Juras de amizade eterna, declarações de amores e
promessas de reencontros entre Solange Almeida e Xand Avião marcaram a
despedida da cantora para 15 mil fãs em Luís Correia, no Piauí. Era
março de 2017 e o último compromisso da vocalista no dueto que fez a
banda prosperar nos negócios do forró eletrônico. Mas nem tudo era festa
e sinceridade no palco daquele Carnaval. A multidão, presente na maior
parte dos shows durante os 14 anos de existência da dupla até então, mal
sabia que nos bastidores um conflito de interesses rebentaria numa
peleja judicial em 2019. Na disputa, o patrimônio milionário acumulado
pela banda Aviões do Forró. Em fevereiro deste ano, Solange Almeida
reclamou na Justiça R$ 5 milhões dos ex-sócios. E, enquanto o
levantamento de bens não é feito, o pagamento mensal de R$ 100 mil.
"Todo mundo acha que tudo foi um mar de rosa.
Nunca foi um mar de rosas. A gente não tinha nada e a gente dividia
nada", brincava ou ironizava Solange Almeida em sua derradeira
apresentação no palco sobre a empresa que em 11 anos havia rendido para
os cinco sócios da Aviões do Forró Gravações e Edições Musicais Ltda a
venda de pelo menos três milhões de CDs, a abertura de mais de uma
dezena de outros negócios, imóveis, estúdios de gravação, rádios,
ônibus, carros de luxo e uma fortuna em dinheiro que chamou atenção da
Receita e Polícia Federal (PF).
Em outubro de 2016, a Operação For All surpreendeu os
forrozeiros mais prósperos do Brasil. Auditores e policiais investigavam
a sonegação de mais de R$ 500 milhões em impostos federais, somente
entre os anos de 2012 a 2014. Cifra vultuosa que, segundo a delegada
Doraliça Oliveira Souza, teria deixado de ser declarada pela A3
Entretenimentos - empresa que administra a Aviões do Forró e mais 25
empreendimentos do grupo.

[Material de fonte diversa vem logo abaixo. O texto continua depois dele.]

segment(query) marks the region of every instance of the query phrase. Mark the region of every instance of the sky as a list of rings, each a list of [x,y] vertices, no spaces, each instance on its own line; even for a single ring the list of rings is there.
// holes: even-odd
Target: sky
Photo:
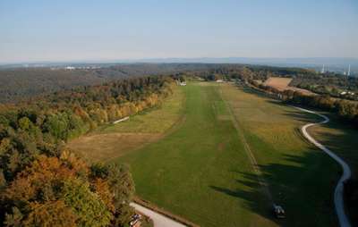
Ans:
[[[357,0],[1,0],[0,63],[358,57]]]

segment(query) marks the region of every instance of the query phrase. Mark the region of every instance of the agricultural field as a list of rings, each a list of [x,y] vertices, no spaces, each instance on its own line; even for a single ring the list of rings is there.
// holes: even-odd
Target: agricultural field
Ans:
[[[318,139],[328,148],[335,151],[351,167],[352,177],[358,179],[358,131],[346,124],[342,124],[333,114],[322,113],[330,118],[328,124],[320,125],[310,129],[311,135]],[[353,226],[358,225],[358,206],[352,204],[348,214]]]
[[[309,91],[307,89],[303,89],[289,86],[291,81],[292,78],[270,77],[268,80],[266,80],[266,81],[263,82],[263,85],[277,88],[280,91],[294,90],[294,91],[300,91],[307,95],[313,94],[311,91]]]
[[[181,88],[180,122],[112,158],[131,165],[138,196],[201,226],[337,226],[339,167],[299,132],[315,115],[233,84]],[[272,202],[285,207],[286,219],[273,217]]]
[[[108,161],[162,138],[180,122],[183,91],[174,88],[174,93],[158,107],[144,111],[129,121],[107,124],[88,135],[67,144],[88,161]]]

Os principais alvos do fisco, na ocasião, eram
os empresários Isaías Duarte (Isaías CDs), Carlinhos Aristides,
Francisco Cláudio de Lima e a dupla José Alexandre da Silva (Xand Avião)
e Solange Almeida.
Do total de tributos sonegados, R$ 121 milhões seriam
referentes apenas às bandas. Aviões e Solteirões do Forró, por exemplo. O
esquema, segundo relatório da Receita e da PF, consistia na manipulação
do valor declarado nos cachês dos artistas. Eles informavam
oficialmente cerca de 20% do valor sobre o qual incidiam os impostos. Em
média, R$ 30 mil eram depositados em conta bancária. Porém, os outros
80% (cerca de R$ 120 mil) eram pagos em dinheiro, instantes antes de as
bandas subirem aos palcos.
De acordo com uma fonte, a saída de Solange Almeida
estaria também ligada a revelações da Operação For All sobre a
dinheirama movimentada, supostamente, sem o conhecimento da sócia. A
cantora, mesmo sendo dona de 25% das cotas da sociedade, receberia menos
do que teria direito. Como era responsável pela produção artística da
banda, ela não se interessaria pela parte contábil da sociedade nem
tinha alguém que auditasse e organizasse as receitas e as despesas dela.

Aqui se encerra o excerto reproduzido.